On 02/04/2016 05:07 PM, Dr. David Alan Gilbert wrote:
* Changlong Xie (xiecl.f...@cn.fujitsu.com) wrote:
On 02/01/2016 09:18 AM, Wen Congyang wrote:
On 01/29/2016 06:47 PM, Dr. David Alan Gilbert wrote:
* Wen Congyang (we...@cn.fujitsu.com) wrote:
On 01/29/2016 06:07 PM, Dr. David Alan Gilbert wrote:
* Wen Congyang (we...@cn.fujitsu.com) wrote:
On 01/27/2016 07:03 PM, Dr. David Alan Gilbert wrote:
Hi,
   I've got a block error if I kill the secondary.

Start both primary & secondary
kill -9 secondary qemu
x_colo_lost_heartbeat on primary

The guest sees a block error and the ext4 root switches to read-only.

I gdb'd the primary with a breakpoint on quorum_report_bad; see
backtrace below.
(This is based on colo-v2.4-periodic-mode of the framework
code with the block and network proxy merged in; so it could be my
merging but I don't think so ?)


(gdb) where
#0  quorum_report_bad (node_name=0x7f2946a0892c "node0", ret=-5, 
acb=0x7f2946cb3910, acb=0x7f2946cb3910)
     at /root/colo/jan-2016/qemu/block/quorum.c:222
#1  0x00007f2943b23058 in quorum_aio_cb (opaque=<optimized out>, ret=<optimized 
out>)
     at /root/colo/jan-2016/qemu/block/quorum.c:315
#2  0x00007f2943b311be in bdrv_co_complete (acb=0x7f2946cb3f60) at 
/root/colo/jan-2016/qemu/block/io.c:2122
#3  0x00007f2943ae777d in aio_bh_call (bh=<optimized out>) at 
/root/colo/jan-2016/qemu/async.c:64
#4  aio_bh_poll (ctx=ctx@entry=0x7f2945b771d0) at 
/root/colo/jan-2016/qemu/async.c:92
#5  0x00007f2943af5090 in aio_dispatch (ctx=0x7f2945b771d0) at 
/root/colo/jan-2016/qemu/aio-posix.c:305
#6  0x00007f2943ae756e in aio_ctx_dispatch (source=<optimized out>, 
callback=<optimized out>,
     user_data=<optimized out>) at /root/colo/jan-2016/qemu/async.c:231
#7  0x00007f293b84a79a in g_main_context_dispatch () from 
/lib64/libglib-2.0.so.0
#8  0x00007f2943af3a00 in glib_pollfds_poll () at 
/root/colo/jan-2016/qemu/main-loop.c:211
#9  os_host_main_loop_wait (timeout=<optimized out>) at 
/root/colo/jan-2016/qemu/main-loop.c:256
#10 main_loop_wait (nonblocking=<optimized out>) at 
/root/colo/jan-2016/qemu/main-loop.c:504
#11 0x00007f29438529ee in main_loop () at /root/colo/jan-2016/qemu/vl.c:1945
#12 main (argc=<optimized out>, argv=<optimized out>, envp=<optimized out>) at 
/root/colo/jan-2016/qemu/vl.c:4707

(gdb) p s->num_children
$1 = 2
(gdb) p acb->success_count
$2 = 0
(gdb) p acb->is_read
$5 = false

Sorry for the late reply.

No problem.

What it the value of acb->count?

(gdb) p acb->count
$1 = 1

Note, the count is 1, not 2. Writing to children.0 is in flight.
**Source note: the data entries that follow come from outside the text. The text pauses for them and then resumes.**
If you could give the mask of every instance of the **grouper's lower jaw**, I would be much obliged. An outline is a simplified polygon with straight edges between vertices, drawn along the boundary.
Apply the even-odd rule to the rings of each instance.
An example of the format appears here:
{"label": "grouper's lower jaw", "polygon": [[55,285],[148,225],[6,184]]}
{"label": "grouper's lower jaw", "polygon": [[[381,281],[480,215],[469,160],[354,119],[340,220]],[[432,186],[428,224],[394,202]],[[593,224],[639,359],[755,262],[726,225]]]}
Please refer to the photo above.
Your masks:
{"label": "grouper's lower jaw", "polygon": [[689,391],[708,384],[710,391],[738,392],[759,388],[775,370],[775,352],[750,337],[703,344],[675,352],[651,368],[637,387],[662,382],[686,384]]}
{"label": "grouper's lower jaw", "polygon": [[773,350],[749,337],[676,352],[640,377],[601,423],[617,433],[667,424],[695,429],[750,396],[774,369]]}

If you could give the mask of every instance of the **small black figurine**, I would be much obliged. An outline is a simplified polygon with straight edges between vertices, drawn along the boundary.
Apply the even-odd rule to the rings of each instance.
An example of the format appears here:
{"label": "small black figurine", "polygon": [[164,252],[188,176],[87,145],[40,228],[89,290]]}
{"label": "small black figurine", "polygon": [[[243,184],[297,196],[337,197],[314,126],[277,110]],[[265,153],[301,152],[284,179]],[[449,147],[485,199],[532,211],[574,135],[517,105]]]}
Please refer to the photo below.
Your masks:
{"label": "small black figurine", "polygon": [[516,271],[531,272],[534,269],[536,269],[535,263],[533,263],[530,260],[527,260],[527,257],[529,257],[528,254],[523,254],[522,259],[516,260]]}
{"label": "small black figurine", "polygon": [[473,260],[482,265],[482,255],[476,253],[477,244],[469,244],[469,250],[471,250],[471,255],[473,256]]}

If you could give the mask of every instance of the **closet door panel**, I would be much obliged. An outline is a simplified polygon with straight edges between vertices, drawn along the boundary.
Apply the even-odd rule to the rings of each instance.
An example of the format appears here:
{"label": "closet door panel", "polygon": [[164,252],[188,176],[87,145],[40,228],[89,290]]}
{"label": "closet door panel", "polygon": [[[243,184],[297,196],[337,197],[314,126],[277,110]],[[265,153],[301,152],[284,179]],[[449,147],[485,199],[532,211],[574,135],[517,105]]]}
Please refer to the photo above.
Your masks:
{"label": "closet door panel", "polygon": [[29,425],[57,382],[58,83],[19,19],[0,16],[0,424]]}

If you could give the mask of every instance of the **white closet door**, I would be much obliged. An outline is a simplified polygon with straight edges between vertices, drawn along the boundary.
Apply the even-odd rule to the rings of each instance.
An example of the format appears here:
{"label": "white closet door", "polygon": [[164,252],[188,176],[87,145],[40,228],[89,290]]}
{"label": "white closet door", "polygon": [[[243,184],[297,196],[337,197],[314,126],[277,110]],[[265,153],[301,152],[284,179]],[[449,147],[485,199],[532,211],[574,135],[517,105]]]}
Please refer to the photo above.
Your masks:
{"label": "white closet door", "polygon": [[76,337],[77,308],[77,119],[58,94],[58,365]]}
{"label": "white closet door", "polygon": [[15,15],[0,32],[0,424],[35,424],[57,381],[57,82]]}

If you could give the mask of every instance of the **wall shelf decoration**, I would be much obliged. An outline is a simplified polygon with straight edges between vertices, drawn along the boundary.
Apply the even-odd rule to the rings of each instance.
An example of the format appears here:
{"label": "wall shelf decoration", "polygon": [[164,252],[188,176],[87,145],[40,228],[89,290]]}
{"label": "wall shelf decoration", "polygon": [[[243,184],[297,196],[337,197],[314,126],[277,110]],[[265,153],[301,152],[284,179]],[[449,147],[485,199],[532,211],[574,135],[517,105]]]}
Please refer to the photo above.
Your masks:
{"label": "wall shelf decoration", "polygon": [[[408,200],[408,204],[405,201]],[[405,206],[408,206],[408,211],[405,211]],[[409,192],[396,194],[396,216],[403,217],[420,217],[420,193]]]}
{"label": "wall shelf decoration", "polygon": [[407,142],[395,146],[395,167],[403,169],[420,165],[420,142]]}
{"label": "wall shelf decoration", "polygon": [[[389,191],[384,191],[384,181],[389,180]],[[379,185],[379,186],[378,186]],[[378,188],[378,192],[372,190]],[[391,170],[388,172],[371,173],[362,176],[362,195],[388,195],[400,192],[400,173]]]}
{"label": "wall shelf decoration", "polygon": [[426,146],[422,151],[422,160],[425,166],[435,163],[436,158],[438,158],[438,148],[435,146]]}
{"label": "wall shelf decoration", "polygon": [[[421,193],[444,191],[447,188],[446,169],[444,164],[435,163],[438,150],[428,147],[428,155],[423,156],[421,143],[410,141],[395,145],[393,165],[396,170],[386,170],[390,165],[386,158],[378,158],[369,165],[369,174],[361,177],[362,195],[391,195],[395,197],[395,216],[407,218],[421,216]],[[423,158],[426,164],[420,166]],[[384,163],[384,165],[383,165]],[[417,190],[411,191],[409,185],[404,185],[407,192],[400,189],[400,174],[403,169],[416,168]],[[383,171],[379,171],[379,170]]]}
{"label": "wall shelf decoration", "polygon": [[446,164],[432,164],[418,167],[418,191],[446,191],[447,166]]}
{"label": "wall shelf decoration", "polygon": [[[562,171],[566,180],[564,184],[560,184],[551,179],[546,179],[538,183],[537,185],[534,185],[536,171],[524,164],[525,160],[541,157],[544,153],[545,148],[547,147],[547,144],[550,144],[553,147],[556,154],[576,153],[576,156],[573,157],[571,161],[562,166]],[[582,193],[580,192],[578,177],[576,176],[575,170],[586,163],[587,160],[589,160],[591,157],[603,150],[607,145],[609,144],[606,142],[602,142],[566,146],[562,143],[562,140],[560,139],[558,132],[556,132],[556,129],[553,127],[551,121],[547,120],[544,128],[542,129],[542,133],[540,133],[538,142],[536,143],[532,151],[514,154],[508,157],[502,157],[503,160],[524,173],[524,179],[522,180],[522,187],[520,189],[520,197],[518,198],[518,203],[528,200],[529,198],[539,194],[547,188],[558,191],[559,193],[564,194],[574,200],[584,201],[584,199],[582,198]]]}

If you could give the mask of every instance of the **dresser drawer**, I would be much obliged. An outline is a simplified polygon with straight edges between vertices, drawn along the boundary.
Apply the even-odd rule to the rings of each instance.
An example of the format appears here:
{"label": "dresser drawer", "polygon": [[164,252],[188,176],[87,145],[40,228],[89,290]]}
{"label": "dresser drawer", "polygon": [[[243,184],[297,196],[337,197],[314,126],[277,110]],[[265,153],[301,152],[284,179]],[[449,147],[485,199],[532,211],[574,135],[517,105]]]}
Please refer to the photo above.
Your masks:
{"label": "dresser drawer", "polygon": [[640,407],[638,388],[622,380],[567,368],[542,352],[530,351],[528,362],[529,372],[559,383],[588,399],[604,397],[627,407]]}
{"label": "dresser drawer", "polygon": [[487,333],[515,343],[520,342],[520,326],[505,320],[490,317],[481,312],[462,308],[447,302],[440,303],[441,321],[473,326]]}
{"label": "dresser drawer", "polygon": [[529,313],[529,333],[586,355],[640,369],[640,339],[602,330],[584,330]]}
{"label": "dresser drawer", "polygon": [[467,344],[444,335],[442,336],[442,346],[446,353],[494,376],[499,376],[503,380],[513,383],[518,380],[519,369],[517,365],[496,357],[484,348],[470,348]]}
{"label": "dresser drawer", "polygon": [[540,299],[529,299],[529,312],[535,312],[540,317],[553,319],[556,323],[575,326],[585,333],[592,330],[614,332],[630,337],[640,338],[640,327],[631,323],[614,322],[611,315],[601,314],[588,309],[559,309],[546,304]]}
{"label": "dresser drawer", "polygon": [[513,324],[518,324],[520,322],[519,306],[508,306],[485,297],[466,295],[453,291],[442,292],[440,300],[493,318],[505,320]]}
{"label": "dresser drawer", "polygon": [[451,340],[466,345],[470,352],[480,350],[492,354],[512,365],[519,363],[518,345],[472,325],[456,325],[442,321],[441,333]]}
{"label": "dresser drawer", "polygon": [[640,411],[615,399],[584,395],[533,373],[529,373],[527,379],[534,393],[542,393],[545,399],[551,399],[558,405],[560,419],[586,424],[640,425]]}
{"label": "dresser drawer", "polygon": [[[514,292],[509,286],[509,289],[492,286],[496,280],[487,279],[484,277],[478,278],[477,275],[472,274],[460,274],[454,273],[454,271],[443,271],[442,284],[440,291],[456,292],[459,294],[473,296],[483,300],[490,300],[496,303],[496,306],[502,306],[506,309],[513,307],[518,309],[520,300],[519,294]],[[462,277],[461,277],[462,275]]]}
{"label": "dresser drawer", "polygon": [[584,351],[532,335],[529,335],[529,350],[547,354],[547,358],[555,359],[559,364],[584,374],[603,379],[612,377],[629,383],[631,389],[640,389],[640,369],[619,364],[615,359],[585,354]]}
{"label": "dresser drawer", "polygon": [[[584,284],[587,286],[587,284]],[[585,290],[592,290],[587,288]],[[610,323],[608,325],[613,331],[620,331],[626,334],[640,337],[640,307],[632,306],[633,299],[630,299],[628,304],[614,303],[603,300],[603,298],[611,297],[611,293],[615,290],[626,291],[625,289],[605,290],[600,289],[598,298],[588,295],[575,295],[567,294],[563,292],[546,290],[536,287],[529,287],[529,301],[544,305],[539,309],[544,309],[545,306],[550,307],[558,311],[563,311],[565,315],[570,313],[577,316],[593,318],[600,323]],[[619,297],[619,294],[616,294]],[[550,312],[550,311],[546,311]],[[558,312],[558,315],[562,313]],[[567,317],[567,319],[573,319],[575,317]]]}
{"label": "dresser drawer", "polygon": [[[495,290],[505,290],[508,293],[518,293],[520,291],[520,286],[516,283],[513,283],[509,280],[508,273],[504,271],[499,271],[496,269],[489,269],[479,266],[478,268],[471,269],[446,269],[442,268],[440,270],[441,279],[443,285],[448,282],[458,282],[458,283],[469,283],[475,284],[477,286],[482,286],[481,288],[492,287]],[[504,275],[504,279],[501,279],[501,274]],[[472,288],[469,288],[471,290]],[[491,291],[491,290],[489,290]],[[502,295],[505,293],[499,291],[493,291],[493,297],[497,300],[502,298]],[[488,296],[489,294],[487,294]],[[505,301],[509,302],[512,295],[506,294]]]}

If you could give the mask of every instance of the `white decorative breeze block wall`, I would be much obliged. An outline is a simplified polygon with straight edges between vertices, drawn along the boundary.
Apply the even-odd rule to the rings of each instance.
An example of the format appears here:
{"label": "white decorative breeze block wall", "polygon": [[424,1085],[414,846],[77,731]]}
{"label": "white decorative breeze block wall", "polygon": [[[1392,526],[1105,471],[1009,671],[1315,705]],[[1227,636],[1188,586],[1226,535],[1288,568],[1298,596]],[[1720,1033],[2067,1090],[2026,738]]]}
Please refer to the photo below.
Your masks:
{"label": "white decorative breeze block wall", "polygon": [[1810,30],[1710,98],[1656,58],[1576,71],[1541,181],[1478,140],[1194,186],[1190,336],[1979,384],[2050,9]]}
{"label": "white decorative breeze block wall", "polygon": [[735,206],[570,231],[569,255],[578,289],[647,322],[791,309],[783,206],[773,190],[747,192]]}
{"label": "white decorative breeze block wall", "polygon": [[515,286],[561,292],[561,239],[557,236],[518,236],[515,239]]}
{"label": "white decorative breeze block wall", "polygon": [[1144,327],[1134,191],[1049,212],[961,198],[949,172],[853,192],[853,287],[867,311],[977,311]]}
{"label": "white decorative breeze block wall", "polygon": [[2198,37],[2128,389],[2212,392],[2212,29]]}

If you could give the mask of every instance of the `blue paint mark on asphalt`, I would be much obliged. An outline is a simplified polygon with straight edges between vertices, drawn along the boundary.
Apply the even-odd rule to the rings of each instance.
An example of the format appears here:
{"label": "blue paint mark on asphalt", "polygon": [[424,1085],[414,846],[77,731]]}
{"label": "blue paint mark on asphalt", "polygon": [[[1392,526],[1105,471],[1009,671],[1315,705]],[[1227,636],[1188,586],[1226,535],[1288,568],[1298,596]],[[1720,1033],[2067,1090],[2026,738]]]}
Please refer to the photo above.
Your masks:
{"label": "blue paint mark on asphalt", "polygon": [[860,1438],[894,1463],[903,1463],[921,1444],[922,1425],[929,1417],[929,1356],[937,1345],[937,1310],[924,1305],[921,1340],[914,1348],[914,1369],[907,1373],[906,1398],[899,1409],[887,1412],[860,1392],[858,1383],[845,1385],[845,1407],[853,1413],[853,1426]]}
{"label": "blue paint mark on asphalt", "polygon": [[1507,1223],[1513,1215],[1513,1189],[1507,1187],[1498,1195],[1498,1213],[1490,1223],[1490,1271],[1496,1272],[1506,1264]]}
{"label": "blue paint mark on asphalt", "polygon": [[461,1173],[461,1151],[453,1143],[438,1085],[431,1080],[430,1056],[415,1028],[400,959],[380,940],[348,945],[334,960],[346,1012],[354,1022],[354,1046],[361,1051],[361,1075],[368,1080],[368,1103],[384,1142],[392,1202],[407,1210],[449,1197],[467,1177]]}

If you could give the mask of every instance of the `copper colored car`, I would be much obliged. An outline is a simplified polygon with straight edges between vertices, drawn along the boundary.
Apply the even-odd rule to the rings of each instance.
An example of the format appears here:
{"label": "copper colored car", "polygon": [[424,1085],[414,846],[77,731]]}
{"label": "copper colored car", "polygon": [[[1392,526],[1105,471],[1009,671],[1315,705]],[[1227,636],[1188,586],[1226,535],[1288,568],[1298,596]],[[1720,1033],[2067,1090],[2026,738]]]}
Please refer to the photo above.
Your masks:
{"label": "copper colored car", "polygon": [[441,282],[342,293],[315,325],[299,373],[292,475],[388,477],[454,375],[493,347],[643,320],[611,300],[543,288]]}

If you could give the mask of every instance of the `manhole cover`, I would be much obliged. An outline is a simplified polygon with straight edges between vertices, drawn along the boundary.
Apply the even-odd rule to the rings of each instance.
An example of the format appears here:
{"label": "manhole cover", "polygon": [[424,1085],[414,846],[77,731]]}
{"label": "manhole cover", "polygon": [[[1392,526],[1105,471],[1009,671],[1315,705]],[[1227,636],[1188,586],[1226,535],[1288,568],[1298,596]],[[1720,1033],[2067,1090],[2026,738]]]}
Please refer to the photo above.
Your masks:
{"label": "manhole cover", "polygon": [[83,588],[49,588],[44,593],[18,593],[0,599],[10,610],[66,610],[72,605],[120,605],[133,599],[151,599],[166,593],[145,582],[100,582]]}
If writing to 
children.0 successes,
the guest doesn't know this error.
If secondary host is down, you should remove quorum's children.1. Otherwise, 
you will get
I/O error event.

Is that safe?  If the secondary fails, do you always have time to issue the 
command to
remove the children.1  before the guest sees the error?

We will write to two children, and expect that writing to children.0 will 
success. If so,
the guest doesn't know this error. You just get the I/O error event.

I think children.0 is the disk, and that should be OK - so only the 
children.1/replication should
be failing - so in that case why do I see the error?

I don't know, and I will check the codes.

The 'node0' in the backtrace above is the name of the replication, so it does 
look like the error
is coming from the replication.

No, the backtrace is just report an I/O error events to the management 
application.


Anyway, I tried removing children.1 but it segfaults now, I guess the 
replication is unhappy:

(qemu) x_block_change colo-disk0 -d children.1
(qemu) x_colo_lost_heartbeat

Hmm, you should not remove the child before failover. I will check it how to 
avoid it in the codes.

  But you said 'If secondary host is down, you should remove quorum's 
children.1' - is that not
what you meant?

Yes, you should excute 'x_colo_lost_heartbeat' fist, and then excute 
'x_block_change ... -d ...'.

Hi david

Hi Xie,
   Thanks for the response.

It seems we missed 'drive_del' command, and will document it in next
version. Here is the right commands order:

{ "execute": "x-colo-lost-heartbeat" }
{ 'execute': 'x-blockdev-change', 'arguments': {'parent': 'colo-disk',
'child': 'children.1'}}
{ 'execute': 'human-monitor-command', 'arguments': {'command-line':
'drive_del xxxxx'}}

OK,  however, you should fix the seg fault if you don't issue the drive_del;
qemu should never crash.
(Also I still get the IO error in the guest if I do the x-colo-lost-heartbeat).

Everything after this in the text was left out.